Kyoto daikan was a post of an officer which was set up in Kyoto in the Edo period under the control of Kyoto shoshidai (the chief administrator of the imperial capital and of imperial lands), mainly administering the finance of the Edo bakufu and the Imperial court in Kinai (the five kuni in the immediate vicinity of Kyoto), such as administrating tenryo (bakufu-owned land), fief of the imperial family, and fief of the nobilities. It was called Kyoto gundai in the beginning.

In 1635, Toyonao GOMI was appointed as daikan bugyo (magistrate) in Kyoto and set up an encampment called Kyoto gundai in the west side of the Nijo-jo Castle, which is allegedly the origin of the Kyoto daikan. At the outset, it dealt with lawsuits in the Kinai together with Fushimi bugyo and had jurisdiction over Kyoto city with the shoshidai, eventually the job became busy. For this reason, duties of the daikan bugyo were divided between Toyomune GOMI, who was a son of Toyonao and succeeded his father's duty after his death, and Masasada KOIDE who had been in the post of Fushimi bugyo in 1660, and Toyomune GOMI took over the daikan's duty. This is allegedly how Kyoto daikan launched, although there has been another view that it started in 1664 when Shigetatsu SUZUKI, who had succeeded Toyomune GOMI, was appointed as the daikan. Four years later, duties including that of shoshidai were reorganized, thus the Kyoto machibugyo was inaugurated as a new system. The position was succeeded by Toyomune GOMI again, however, after his death in 1680, it was succeeded by Masanori KOBORI, and since then by the Kobori clan hereditarily.

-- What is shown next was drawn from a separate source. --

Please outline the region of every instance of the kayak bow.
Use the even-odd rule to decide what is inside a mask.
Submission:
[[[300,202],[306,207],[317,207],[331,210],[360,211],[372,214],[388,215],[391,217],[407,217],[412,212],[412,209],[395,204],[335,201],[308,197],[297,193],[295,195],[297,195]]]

When Masanori was in the position, a fief of 600 koku and a 1000 hyo executive allowance, and status of Tsutsuji no mazume were set for the Kyoto daikan. As it administered the duties of Nijo-jo Castle and the Court, it had many subordinates numbering about 20 to 30 normally and 60 or more at the most.

Its position and duties are:
administration of the Court fief, court nobles, and deputies to collect tax, and so on,

maintenance and repair of Nijo-jo Castle,

provision of executive allowance for temples and shrines in Kyoto,

administration of important points in river traffic in Yamashiro Province at Katsura, Kizucho, Uji City, Kamo, and Yodo, and

administration of the tenryo in Yamashiro, Settsu, Kawachi, and Tanba Provinces. Also, as a result of negotiation with the Osaka machibugyo about management, it held an additional post of Osaka funate kaku (a class of profession in Osaka whose role was to be in charge of chartered ship management and maritime inspections) for a period.